第4話 常設展 -4-


 面接は思っていたよりも柔らかい雰囲気だった。

 アルバイトというものすらしたことがなかった私は、いくらか怯えていたのだが、優しい雰囲気の理想のナイスミドルが現れた瞬間、不安は消し飛んだ。


「へぇ、学校で学芸員資格取得の授業を受けているのかい? 」


「あ、え、っと、はい! まだ将来的な就職先は決めていないんですが、美術館という場所が好きなので…… 」


少し声が裏返ってしまったが、面接官のナイスミドルは優しく微笑んでくれる。


「なんだか嬉しいねぇ。君のような若い子が美術館という場所を愛してくれているのは。僕には、君くらいの年頃の孫がいるんだけどねぇ——」


 面接というよりも、完全におしゃべりだった。

 あっという間に面接が終わり、ナイスミドルは私を部屋の外まで見送ってくれる。


「ああ、そうだ。僕としたことが、自己紹介を忘れていたねぇ。僕は館長の佐竹です。これからよろしくねぇ」


「これから? 」


「うん。普通なら電話とかメールで連絡するんだろうけどねぇ。君なら美術館のみんなと仲良くやっていけるはずだよ。明日また来てもらえるかな? 色々と説明したいからねぇ」


 こうして、あっさりと人生初のアルバイトが決まった。

 心の中はカーニバルだ。脳内は完全にリオネジャネイロ。お祭り騒ぎだった。

 

 ——あの人に今すぐ伝えたい。

 館長に挨拶をした後、私はすぐに常設展へと駆け出した。


「そんなに急いでどうしたんですか?」


 常設展の入り口の前で、あの声に呼び止められる。

 案の定、私はこの人の顔を見ることはできない。だけど、伝えたいことだけは口をついて出てきた。

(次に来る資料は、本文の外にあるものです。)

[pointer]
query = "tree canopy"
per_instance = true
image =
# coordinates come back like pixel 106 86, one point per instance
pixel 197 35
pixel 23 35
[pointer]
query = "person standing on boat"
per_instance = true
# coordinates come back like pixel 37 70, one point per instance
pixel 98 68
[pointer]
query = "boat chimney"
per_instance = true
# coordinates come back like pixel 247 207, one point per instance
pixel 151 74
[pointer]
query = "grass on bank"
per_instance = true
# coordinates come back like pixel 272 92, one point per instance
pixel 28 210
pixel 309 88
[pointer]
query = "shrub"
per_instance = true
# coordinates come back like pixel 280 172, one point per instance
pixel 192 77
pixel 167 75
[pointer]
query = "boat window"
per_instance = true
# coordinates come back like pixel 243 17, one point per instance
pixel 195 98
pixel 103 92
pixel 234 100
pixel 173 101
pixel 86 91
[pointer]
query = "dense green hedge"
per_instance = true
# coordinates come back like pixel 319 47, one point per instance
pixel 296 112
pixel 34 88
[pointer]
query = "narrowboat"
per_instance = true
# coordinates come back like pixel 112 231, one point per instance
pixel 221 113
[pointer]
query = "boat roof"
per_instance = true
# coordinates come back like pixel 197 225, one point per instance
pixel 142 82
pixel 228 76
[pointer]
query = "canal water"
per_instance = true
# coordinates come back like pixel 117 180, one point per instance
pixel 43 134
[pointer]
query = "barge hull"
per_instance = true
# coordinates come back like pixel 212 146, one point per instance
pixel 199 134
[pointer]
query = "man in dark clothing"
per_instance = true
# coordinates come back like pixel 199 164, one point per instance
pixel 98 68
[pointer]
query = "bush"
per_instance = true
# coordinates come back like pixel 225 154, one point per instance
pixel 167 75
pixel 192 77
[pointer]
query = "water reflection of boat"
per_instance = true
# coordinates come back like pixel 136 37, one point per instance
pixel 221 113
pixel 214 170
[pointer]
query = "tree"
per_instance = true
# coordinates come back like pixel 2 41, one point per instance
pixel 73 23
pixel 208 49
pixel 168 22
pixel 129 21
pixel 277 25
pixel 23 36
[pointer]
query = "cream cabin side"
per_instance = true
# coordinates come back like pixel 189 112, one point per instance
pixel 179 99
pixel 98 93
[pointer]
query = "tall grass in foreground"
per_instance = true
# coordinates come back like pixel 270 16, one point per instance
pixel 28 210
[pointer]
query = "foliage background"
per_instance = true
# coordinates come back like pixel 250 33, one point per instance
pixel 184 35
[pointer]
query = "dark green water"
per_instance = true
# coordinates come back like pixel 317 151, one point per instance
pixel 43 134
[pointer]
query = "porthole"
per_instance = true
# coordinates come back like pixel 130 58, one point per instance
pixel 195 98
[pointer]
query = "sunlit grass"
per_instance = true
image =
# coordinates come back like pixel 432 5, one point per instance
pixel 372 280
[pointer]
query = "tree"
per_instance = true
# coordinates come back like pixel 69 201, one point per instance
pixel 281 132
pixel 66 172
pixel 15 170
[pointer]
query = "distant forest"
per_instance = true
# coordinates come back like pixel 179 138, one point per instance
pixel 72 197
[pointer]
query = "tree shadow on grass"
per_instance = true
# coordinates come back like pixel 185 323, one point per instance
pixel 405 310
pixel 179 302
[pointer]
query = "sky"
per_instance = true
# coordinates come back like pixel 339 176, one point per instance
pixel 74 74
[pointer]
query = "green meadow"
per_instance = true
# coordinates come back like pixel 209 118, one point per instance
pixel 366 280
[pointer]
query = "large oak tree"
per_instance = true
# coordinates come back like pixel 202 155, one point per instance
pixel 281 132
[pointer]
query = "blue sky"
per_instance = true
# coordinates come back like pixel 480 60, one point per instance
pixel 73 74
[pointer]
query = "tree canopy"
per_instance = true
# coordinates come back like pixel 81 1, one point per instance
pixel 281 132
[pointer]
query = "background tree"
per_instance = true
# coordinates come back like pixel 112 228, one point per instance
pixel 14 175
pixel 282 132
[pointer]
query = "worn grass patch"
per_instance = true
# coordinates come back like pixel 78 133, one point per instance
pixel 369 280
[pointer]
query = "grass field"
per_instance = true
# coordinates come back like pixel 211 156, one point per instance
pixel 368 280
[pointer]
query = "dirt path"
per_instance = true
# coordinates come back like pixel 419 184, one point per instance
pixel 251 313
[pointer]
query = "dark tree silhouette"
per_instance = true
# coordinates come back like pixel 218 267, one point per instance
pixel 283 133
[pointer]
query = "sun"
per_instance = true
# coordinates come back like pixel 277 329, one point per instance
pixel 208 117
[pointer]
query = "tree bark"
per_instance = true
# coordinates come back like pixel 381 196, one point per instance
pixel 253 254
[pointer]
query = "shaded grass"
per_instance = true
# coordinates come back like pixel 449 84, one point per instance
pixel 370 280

「あの、私! ここで働くことになりました! だから、その、これからよろしくお願いします! 」


 「もうそんな時期でしたか…… 頑張ってくださいね。あなたなら、きっと楽しめますよ」


 館員は今日もあのカフスを指先で弄んでいた。私とは違って綺麗に手入れされた爪で。


 廊下の照明に照らされた館員のカフスは、藍色に光って見える。


 急に自分の手が恥ずかしくなり、館員の手元を見ながら自分の手を隠した。


「その、あなたにもきっと、色々なことを教わると思うので……えっと」


 その時、私は初めてはっきり館員の顔を見れた。

 柔らかい黒髪に白い肌……どこか懐かしくなるような眼差しには、いつも見つめていた版画のような落ち着きと安心感があった。

 

「大丈夫。私がいなくても、君はしっかりやれる」


 優しく微笑みながら紡がれた言葉は、私をがっかりさせた。

 初めて砕けた口調で話してくれたのにどうしてそんなことを言うのだろう。

 確かに、私たちは親しい間柄でもなんでもないけれど……確かに何か繋がるものがあったと思ったのに。


「えっと、どうしてそんなお別れみたいなことを——」


「お別れだからだよ」


 口を開こうとした瞬間、着信音が鳴った。

 いつもは電話なんてほとんどないのに、どうしてこんな時だけ……

 どうせ大したことじゃない。そんなことよりも目の前の事の方が大切だ。

 口を開こうとすると、館員に先を越される。


「出た方がいいよ。……父さんと話す最後のチャンスだから」


「は……?」


 着信は母からだった。

 入院している父の容体が急変したとのことだ。

 どうしてこの人は——


「今すぐ行った方がいい。それと、落ち着いたら前髪を切って、コンタクトにしてごらん。私が言った意味も、父さんが言った意味も、わかる日が来るから」


 全く意味がわからなかった。

 けれど、なぜだか「そうしなければならない」と思った。

 やっと近づけた「憧れの人」に背を向けて、私は病院へと走り出した。


 これが、私の初恋の終わり——そう思っていた。